Les sujets voient à l’écran une série de prénoms et de mots. La tâche des sujets consiste tout d'abord à catégoriser si les prénoms sont ceux d’un(e) Noir (e.g. « JASMINE ») ou d’un(e) Blanc(he) (e.g. « LAUREN ») et si les mots sont ceux de la catégorie « plaisant » (e.g. « MIRACLE ») ou « déplaisant » (e.g. « BOMBE »). Dans une deuxième phase de l’expérience, lorsqu’un mot plaisant ou le prénom d’un Noir apparaît, les sujets doivent appuyer sur la touche de gauche, à l’inverse lorsqu’un mot déplaisant ou le prénom d’un Blanc apparaît, ils doivent appuyer sur la touche de droite (phase de combinaison inconsistante).
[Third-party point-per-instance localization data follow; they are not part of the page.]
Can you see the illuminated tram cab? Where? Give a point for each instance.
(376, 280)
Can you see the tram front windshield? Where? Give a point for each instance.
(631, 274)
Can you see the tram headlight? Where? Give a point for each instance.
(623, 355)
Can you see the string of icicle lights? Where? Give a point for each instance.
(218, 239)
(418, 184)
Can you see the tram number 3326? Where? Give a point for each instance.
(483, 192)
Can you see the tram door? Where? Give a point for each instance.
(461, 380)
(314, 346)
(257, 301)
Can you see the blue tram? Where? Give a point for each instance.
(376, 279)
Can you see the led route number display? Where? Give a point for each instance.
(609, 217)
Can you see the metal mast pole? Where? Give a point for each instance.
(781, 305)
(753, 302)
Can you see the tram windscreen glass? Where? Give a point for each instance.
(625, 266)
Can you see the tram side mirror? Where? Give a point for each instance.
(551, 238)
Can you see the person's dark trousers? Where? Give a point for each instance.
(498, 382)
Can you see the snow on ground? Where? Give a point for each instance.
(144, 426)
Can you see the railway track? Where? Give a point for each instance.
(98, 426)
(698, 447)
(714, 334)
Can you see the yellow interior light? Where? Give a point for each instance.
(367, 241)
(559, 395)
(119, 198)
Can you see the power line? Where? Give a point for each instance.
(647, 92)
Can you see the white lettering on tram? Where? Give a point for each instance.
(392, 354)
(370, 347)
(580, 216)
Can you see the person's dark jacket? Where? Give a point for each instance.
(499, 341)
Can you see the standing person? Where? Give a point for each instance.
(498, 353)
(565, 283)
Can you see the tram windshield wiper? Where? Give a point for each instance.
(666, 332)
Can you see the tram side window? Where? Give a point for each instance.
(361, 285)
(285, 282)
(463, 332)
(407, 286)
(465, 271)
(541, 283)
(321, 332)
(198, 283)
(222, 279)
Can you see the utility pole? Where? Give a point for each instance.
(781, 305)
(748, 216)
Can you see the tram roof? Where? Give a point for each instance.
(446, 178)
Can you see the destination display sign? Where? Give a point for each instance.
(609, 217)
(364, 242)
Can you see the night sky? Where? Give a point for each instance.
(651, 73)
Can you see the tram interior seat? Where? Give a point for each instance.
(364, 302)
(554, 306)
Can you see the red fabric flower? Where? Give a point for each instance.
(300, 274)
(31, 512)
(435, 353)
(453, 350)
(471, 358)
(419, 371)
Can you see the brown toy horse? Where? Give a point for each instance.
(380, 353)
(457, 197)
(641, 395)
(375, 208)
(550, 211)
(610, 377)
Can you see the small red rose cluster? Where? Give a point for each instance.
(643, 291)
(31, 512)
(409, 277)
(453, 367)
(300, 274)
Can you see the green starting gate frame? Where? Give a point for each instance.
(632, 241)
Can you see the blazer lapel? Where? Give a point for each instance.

Lors d'une troisième phase, les sujets doivent appuyer le plus rapidement possible sur la touche de droite, lorsqu’ils voient un mot plaisant ou le prénom d’un Blanc. À l’inverse, ils doivent appuyer sur la touche de gauche lorsqu’ils perçoivent un mot déplaisant ou le prénom d’un noir (phase de combinaison consistante).
Les auteurs montrent que les sujets (des Blancs Américains) sont plus rapides pour répondre lorsque la combinaison est consistante (i.e. prénom d’un Blanc et mots plaisants) que lorsque la combinaison est inconsistante (i.e. prénom d’un Noir et mots plaisants).
Ces chercheurs suggèrent que cette différence révèle l’existence de préjugés implicites.